In response, the EU's agriculture chief, Marianne Fischer-Boel, has outlined some sweeping measures, and has called on Europeans to learn from their New World counterparts. Root-and-branch reform is required, particularly as the EU attempts to remove some 400,000 hectares of vines from production by the use of grubbing up incentives.
The proposals will allow EU winemakers to blend wines from any variety they wish to use but, more significantly, allow grapes from more than one region, using a simpler, more user-friendly friendly label such as "French Chardonnay 2005". Moreover, the Commission considers that labelling rules, by focussing on a Chateau or Domaine from a particular appellation, are unhelpful. Instead, it wants to introduce a streamlined approach by defining just two categories of wine, namely wine with geographical indication and wine without.
None of the New World competitors face these restraints, and are gaining market share, because consumers like to know what they are drinking. These producers can also take advantage of economies of scale, through their sheer size, but are also permitted to use woodchips instead of barrels to impart "oaky" characteristics. The Commission now wants to embrace this approach but, surprisingly, wants to ban chapitilisation, the addition of sugar to beef up alcohol content. This could pose problems to more northern producers, in particular Champagne, where a form of chapitalisation is part of the sparkling wine process.
Taken at face value, these proposals appear to be an affront to the bastions of French winemaking, but then they are not aimed at tackling a global surplus of fine wine, merely at plonk. No doubt, too, that these recommendations will be watered down by self-interested politicians, but they should be implemented with a sense of urgency. A recent report released by the French Centre for Rural Economic Studies indicated that, by the end of 2006, around 89% of winemakers in the Languedoc will face financial difficulties.
The economic climate is much harsher "down under". There, the federal government has steadfastly refused industry pleas to assist stricken producers where grapes have been left to rot on the vine. In some cases, the price of Australian grapes have now plummeted to record lows.

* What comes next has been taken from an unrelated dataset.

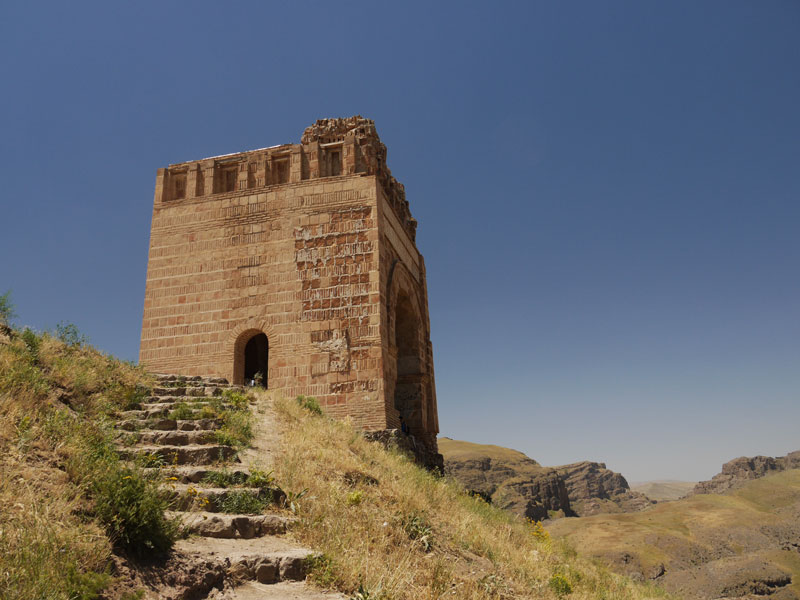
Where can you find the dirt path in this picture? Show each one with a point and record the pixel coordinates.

For the time being, the major benefactor of this global glut is the supermarket wine buyer. Australian wine can be found at less than £3 a bottle and, as producers become ever more desperate to turn wine into cash, there will be some incredible one-off deals, particularly for bulk wine from such regions as Bordeaux and the Loire. In the short-term, the consumer will benefit, but the situation cannot continue in an industry that demands continuity and a long-term approach.